The H-1B Employer of an H-1B worker must file an LCA with the Department of Labor prior to filing the H-1B petition. By submitting and signing the LCA, the H-1B Employer agrees to pay the required wage to the H-1B worker for the duration of the requested validity period. The agreement to pay the required wage is enforceable by the Department of Labor.
H-1B portability rules permit some H-1B workers to begin working for new H-1B Employers upon the filing of an H-1B petition. The portability provisions allow workers who are already in H-1B status to begin working for a new H-1B Employer as soon as the case has been properly filed with USCIS.
Workers who are not yet in H-1B status or who are not maintaining H-1B status may not use the H-1B portability rules. Instead, those H-1B workers must wait until the USCIS approved start date of employment.
An individual may be eligible for an extension of H-1B status if s/he is currently in valid H-1B status and will remain employed in a specialty occupation with the same employer. H-1B Employer may commence the H-1B extension process 6 months prior to the date upon which the H-1B status is set to expire.
An H-1B amendment petition must be filed by the H-1B Employer to notify USCIS of material changes to the employment relationship. As noted, a material change may include movement outside of the geographic location listed in the original, certified LCA or other substantive changes to the H-1B worker’s wage, job title, or job description.
The H-1B Electronic Registration Process occurs each year in March.

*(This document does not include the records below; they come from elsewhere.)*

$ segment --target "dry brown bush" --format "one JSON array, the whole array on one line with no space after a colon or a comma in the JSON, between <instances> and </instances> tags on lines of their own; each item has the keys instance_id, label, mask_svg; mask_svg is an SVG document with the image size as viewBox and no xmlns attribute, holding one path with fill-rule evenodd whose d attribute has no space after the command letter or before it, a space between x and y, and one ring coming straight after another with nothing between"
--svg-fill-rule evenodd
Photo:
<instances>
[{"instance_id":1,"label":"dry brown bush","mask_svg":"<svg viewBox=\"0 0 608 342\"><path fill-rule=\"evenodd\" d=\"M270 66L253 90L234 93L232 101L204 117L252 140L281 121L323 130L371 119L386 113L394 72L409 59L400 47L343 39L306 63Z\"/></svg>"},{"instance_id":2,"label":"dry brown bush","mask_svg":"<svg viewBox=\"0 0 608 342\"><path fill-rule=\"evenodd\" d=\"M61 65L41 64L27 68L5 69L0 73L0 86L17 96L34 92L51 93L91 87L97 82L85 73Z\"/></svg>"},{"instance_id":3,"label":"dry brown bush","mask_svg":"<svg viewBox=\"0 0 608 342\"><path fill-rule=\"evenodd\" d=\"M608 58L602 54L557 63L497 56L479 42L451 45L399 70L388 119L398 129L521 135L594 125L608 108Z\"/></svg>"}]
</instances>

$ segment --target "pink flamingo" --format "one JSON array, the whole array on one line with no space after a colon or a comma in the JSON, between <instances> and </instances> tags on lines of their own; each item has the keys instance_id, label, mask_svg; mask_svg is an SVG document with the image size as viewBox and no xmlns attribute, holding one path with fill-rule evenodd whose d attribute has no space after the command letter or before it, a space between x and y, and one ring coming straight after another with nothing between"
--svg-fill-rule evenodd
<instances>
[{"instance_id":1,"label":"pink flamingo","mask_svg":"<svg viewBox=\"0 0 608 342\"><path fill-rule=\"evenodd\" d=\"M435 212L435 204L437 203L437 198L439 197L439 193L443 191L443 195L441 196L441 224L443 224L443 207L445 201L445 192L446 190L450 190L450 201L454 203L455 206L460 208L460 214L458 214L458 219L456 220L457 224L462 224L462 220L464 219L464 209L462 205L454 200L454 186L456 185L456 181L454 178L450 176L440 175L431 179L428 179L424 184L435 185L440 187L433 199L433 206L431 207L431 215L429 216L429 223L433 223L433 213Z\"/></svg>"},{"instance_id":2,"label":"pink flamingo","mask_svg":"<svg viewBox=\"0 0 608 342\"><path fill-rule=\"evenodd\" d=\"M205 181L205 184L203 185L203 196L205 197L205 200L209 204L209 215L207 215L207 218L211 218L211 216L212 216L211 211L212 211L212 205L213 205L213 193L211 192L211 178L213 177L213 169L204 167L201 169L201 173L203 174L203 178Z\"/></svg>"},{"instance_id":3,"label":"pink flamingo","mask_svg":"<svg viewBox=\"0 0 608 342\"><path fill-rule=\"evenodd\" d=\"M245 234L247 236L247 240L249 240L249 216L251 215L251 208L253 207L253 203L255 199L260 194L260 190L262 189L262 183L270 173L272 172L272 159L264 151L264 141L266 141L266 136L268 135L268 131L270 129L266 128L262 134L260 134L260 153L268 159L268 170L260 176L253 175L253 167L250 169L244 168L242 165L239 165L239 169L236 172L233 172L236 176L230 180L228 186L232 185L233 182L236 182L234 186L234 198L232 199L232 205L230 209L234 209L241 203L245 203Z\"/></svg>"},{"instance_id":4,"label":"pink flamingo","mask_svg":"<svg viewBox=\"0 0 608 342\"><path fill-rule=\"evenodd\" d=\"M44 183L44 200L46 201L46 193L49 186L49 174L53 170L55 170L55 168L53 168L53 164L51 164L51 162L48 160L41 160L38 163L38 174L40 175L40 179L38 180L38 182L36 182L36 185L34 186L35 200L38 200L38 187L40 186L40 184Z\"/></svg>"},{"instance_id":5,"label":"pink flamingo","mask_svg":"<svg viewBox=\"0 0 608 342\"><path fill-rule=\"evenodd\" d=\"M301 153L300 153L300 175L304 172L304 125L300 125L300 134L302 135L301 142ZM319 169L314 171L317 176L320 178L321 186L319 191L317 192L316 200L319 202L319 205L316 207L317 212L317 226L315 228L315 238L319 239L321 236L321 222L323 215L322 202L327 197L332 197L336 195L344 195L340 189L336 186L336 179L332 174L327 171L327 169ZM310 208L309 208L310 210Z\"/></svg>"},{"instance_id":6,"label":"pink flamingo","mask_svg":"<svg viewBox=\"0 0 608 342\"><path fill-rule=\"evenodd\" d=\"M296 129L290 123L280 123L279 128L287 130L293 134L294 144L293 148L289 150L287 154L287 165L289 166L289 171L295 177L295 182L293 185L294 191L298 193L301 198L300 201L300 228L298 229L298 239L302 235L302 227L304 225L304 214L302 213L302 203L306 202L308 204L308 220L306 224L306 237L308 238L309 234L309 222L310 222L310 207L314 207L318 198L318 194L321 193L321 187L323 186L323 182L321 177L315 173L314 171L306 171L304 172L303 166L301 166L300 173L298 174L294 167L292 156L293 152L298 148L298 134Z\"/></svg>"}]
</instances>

Under this process, H-1B Employers who are seeking to employ H-1B workers subject to the cap must electronically register and pay the $10 H-1B registration fee per candidate. USCIS uses a random, computer-generated system to make its selections. Thereafter, companies are notified of the selections through the online portal.
H-1B Employers are provided a 90-day filing period to submit the completed H-1B cap-subject petition. If the petition is approved by USCIS, the H-1B worker may commence work as of the starting validity date.
Legal spouses of H-1B workers and unmarried children under 21 years of age are eligible for H-4 status. If the H-1B worker remains in legal status, the H-4 dependents are permitted to remain in the United States. Nevertheless, the H-4 dependents must also take appropriate steps to maintain and extend their H-4 status.